すべての人は、自分の容貌を勝手に撮影されたり、自分の写真などを勝手に商業利用されたりしない権利である「肖像権」を有しています。肖像権侵害は、写真だけでなくイラスト(AI自動生成肖像などを含む)によっても発生することがあります。
そのため、他人のイラストを作成・公開する際には、十分に注意する必要があります。本コラムでは、肖像権(人格権・パブリシティ権)の概要、侵害の判断基準、他人の肖像権を侵害した場合の法的責任などについて、ベリーベスト法律事務所 千葉オフィスの弁護士が解説します。
1、肖像権とは?
肖像権とは、自分の容貌を無断で撮影されたり、商業的に利用されたりしない権利です。
肖像権は憲法に明文で規定された人権ではありませんが、過去の判例の積み重ねによって実質的に権利として認められている、法律上の利益のことをいいます。

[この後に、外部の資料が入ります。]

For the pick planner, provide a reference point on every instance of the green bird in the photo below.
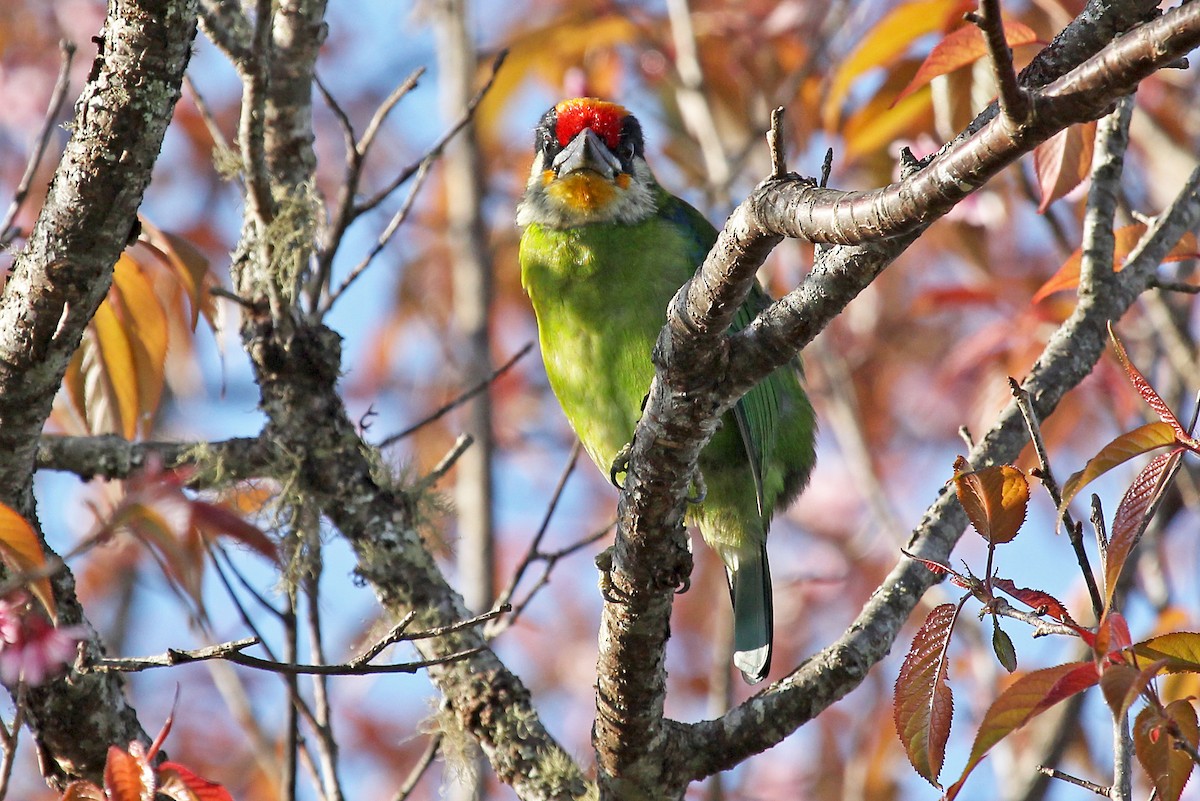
(603, 252)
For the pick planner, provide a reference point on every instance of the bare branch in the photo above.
(461, 399)
(58, 97)
(1014, 101)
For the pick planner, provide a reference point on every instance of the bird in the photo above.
(604, 248)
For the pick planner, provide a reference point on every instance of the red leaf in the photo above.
(1021, 702)
(220, 521)
(1168, 766)
(1179, 651)
(924, 704)
(127, 775)
(1147, 392)
(22, 550)
(1128, 523)
(81, 790)
(960, 48)
(1043, 602)
(1063, 161)
(994, 498)
(1140, 440)
(177, 782)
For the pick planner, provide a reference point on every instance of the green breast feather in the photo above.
(600, 295)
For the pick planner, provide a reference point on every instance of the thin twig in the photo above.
(534, 549)
(1102, 536)
(10, 739)
(210, 122)
(1175, 287)
(391, 637)
(355, 157)
(1014, 101)
(443, 467)
(58, 96)
(1074, 531)
(1073, 780)
(550, 560)
(419, 769)
(394, 224)
(461, 399)
(775, 143)
(439, 145)
(233, 652)
(826, 168)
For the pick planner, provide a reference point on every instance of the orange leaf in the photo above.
(22, 549)
(871, 127)
(113, 372)
(924, 703)
(127, 775)
(219, 521)
(180, 783)
(189, 265)
(1021, 702)
(1063, 161)
(1179, 651)
(887, 40)
(1168, 766)
(1140, 440)
(960, 48)
(1125, 240)
(1129, 521)
(1149, 395)
(81, 790)
(994, 498)
(1121, 685)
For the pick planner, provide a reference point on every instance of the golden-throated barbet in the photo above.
(603, 252)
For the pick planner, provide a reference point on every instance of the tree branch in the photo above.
(702, 372)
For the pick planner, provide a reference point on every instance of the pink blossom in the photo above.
(31, 648)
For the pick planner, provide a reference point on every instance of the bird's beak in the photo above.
(587, 151)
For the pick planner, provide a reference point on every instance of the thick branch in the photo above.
(702, 372)
(1068, 357)
(58, 281)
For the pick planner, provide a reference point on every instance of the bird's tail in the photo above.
(753, 614)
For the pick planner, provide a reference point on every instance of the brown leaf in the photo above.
(1021, 702)
(1140, 440)
(1125, 240)
(1063, 161)
(1149, 395)
(1129, 519)
(22, 550)
(960, 48)
(887, 40)
(127, 775)
(995, 499)
(924, 703)
(1153, 740)
(181, 784)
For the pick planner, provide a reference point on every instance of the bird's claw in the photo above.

肖像権は「人格権」と「パブリシティ権」の2つに分類されます。
みだりに自己の容貌等を撮影され、公表されない人格的利益(最高裁第1小法廷平成17年11月10日判決)。
② パブリシティ権
商品の販売等を促進する顧客吸引力を有する氏名・肖像等につき、その顧客吸引力を排他的に利用する権利を意味します(最高裁第1小法廷平成24年2月2日判決)。
2、他人のイラストを描く場合には許可が必要?
他人の容貌を撮影した写真だけでなく、他人の容貌を描写したイラストも肖像権の侵害となることがあります。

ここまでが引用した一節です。